In humans, CXCL10 was found to be similarly upregulated after ischemic stroke66 and significantly more NK cells were observed in the ischemic hemisphere than the nonischemic hemisphere.57 Interestingly, the PRIME study demonstrated an association between elevated systemic CXCL10 and risk of ischemic stroke in asymptomatic males.67 While studies have shown the deleterious effect of CXCL10 in various systemic inflammatory diseases,68-72 to our knowledge, no human hemorrhagic stroke studies have examined an association between CXCL10 and clinical outcome.

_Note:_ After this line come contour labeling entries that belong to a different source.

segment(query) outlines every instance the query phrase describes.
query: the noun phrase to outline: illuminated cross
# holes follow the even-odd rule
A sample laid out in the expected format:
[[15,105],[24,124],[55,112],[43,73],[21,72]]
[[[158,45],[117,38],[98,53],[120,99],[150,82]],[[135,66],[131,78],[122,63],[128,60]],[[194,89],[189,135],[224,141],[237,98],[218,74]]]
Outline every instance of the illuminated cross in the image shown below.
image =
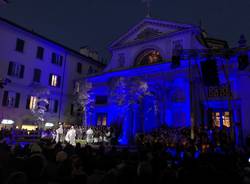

Of the fourteen biomarkers examined in our cohort, no other immune factor at any time point demonstrated an association with outcome 90 days after ICH once we controlled for age, gender, ICH volume, IVH, infratentorial location, and NIHSS score. In fact, the majority of factors we attempted to measure were below the limit of detection of our assay in most patients. The distributions of most factors were remarkably skewed, with only a subset of patients showing elevations at any time point. Though it remains unclear whether the concentration of cytokines and chemokines in the serum is correlated with that in the CNS after ICH, these results have important implications for future studies, including trials that aim to explore biomarkers as either patient selection tools or intermediate endpoints for immunomodulatory agents. Given the burgeoning interest in immune biomarkers after ICH, we provide the distributions for all analytes at all time points to inform the planning of future studies. Although the findings could be due to chance due to multiple testing in this exploratory analysis, the effect size was large with these two factors (and nonexistent for the others), there is biologic plausibility for these factors in the pathophysiology of the inflammatory response, and both CCL2 and CXCL10 elevations are consistent with preclinical studies. However, given the multiple factors tested in our cohort, the results would be enhanced by replication in other cohorts with highly sensitive assays.
Summary and Conclusions
In conclusion, after controlling for clinical variables known to influence outcome, elevated serum CCL2 concentration 6 h after ICH and elevated serum CXCL10 concentration 24 and 72 h after ICH were associated with worse functional outcome at 90 days after ICH onset. These results suggest that serum concentrations of both CCL2 and CXCL10 may be useful prognostic indicators at certain time points after ICH and may play a direct role in the progression of secondary injury. Further research is needed to explore the possible mechanisms underlying the described associations and to discern whether there is therapeutic potential in altering the expression of these proteins at specific time points after ICH.
Acknowledgments
The authors thank the patients and families who graciously participated in the study. We also thank the SMASCH physicians and research team members who collected and processed samples at all hours of the day and night and interviewed subjects for outcomes– without their help SMASCH could not have been possible.
Conflicts of Interest
The authors report no conflicts of interest.